In the vestibule of the house where I grew up, where there was a toy box that smelled like old crayons, I was sitting on the floor with my toddler daughter and a bottle of vodka. And she drank from it where I gave her some, in a plastic martini glass. I saw no result from any of that, just a commotion from another room as I prepared to be caught. Then I was at some banquet-hall event trying to reach my wife, to explain some other screw-up, but couldn’t get through and was distracted by the people who wanted to use my phone hurry up!

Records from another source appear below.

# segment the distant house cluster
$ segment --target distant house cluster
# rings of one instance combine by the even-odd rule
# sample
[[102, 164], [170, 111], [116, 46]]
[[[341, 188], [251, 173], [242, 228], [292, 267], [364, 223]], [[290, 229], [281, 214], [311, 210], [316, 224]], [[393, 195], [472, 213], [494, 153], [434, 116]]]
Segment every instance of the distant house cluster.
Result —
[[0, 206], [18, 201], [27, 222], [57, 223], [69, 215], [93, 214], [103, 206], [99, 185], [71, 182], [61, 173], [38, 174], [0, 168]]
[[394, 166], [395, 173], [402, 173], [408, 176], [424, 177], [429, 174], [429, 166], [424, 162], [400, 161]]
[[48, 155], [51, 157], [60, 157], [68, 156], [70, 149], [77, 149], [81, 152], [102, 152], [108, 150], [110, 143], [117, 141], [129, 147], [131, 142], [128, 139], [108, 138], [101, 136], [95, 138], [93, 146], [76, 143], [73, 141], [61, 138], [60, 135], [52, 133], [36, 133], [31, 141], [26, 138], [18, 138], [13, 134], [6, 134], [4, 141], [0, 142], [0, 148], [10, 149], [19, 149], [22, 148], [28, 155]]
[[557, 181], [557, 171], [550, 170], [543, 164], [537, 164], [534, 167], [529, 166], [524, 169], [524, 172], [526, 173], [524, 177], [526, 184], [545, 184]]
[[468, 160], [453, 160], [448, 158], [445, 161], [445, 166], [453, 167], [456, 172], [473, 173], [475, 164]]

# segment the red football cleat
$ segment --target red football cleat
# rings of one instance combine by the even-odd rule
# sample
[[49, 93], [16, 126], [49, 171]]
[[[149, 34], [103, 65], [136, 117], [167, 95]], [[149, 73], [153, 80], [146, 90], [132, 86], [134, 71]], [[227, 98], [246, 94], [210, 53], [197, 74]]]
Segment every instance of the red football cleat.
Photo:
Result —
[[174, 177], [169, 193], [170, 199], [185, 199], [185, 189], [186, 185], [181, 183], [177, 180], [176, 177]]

“God that sucks, I’m sorry,” my real wife, at the table, said of my pointlessly punishing dream. I mean I’ll take any guidance I can get from my unconscious, but all that one said is that I’m not doing what I know I am, I am!

***

“Who the fuck are you calling?” I said to Dan.

“My Dad.” He laughed and I asked if he was an engineer.

“A math teacher,” he said, and then, “Hey, Pappy! I just had a question here, my coworker and I were trying to remember…” He explained and listened. I stood in front of his desk. “Commutative,” he said into the phone, and listened to how the math we’d mostly forgotten was supposed to work. Dan listened with his chin down, again, but made no joke, this time. He had dropped his act. He wasn’t demanding anything but a good explanation. He looked happy to feel like a student, taking what was being given, knowledge and corrections with no thought of the source. “Commutative,” he said again. I cheered out loud! Because I was right, and because, for a moment, I got to feel the same way.